I had a patient like that the other night when I was on Ortho – the lovely and gracious Isabella. She had just had a bone in her arm removed due to cancer (her second cancer in 5 years – she has terrible luck!) but her dark eyes were as bright as if nothing had happened. Her English was inflected with an Italian lilt as she told me all about her family and her dogs. Indeed, her family when I met them were just as delightful. I told her all about my dogs and we discussed marriage and family. We could have been friends in another life…
 
To be honest, I very rarely have patients that I do not get along with or connect with in some way. Even if they have dementia or are extremely anxious, patients will often respond well to kindness and solicitude. When I do have interpersonal tensions, it is more often with family members, particularly if the family member is having trouble adjusting to some terrible and difficult truth. In that case, I can only be supportive, not critical. But spending an 8 hour shift with a favorite patient is a rare and wonderful thing.
 
I will also miss giving showers. I sometimes think showers are the best medicine. You see people go from sick, pale, sweaty patients with their hair sticking up  – to clean, warm, happy and well groomed people. Showers are transformative!
 
The strangest thing I will miss is emptying JP drains. I don’t know why, but those little grenade-like bulbs are fascinating.  Really, drains of all kinds are cool.
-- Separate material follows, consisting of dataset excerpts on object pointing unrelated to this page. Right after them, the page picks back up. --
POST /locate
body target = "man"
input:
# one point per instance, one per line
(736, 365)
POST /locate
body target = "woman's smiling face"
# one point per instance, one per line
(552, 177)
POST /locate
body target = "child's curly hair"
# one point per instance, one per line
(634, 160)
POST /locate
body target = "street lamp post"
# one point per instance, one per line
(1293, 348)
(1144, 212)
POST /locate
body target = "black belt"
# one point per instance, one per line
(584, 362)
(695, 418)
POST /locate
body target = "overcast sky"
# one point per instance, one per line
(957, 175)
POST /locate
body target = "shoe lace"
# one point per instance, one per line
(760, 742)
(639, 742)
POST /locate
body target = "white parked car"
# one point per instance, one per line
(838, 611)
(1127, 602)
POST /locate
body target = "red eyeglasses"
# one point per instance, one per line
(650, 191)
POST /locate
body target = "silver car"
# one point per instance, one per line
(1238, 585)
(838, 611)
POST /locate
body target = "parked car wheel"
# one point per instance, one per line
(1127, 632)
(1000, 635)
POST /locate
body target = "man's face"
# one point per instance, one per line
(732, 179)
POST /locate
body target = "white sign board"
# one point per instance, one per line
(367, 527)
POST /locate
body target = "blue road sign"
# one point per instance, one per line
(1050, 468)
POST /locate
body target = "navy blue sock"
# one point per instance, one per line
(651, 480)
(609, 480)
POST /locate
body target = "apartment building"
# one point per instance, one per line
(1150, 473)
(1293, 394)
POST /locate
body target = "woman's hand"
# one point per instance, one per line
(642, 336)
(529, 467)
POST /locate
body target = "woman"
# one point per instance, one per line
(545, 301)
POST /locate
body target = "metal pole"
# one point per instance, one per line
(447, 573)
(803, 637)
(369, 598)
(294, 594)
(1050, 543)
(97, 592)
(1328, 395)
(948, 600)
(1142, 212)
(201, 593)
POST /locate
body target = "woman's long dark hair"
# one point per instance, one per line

I will  also miss hanging fluids – flicking the bubbles out – watching the fluids drip into the patient and make them feel better.
 
I will miss getting meds out of the Pyxis and punching them into med cups. (I will not miss occasionally dropping them on the floor, the dirty table, or the patient’s gown!)
 
I will miss navigating the twisting windowless corridors, the hidden staircases that I have just started to find, and the “back roads” of the hospital. I will miss walking through now-empty units that have been converted to offices.
 
I will miss the weekend potlatches that I occasisionally lucked into – cinnamon rolls and cakes and soups, oh my! And the chocolates that I occasionally enjoy when (usually recovered!) patients decide to treat the nurses. Whichever patients bought us Stam chocolates have my eternal gratitude. 
 
I will also miss my favorite parts of the hospital. For instance one unit has a beautiful Christian Lassen painting. I might have to go to that unit just to visit it!  Many have gorgeous flower arrangments. And of course several feature plaques with pithy sayings. I will close with one that was on my unit last night:
 
“It’s not what you look at that matters. It’s what you see.”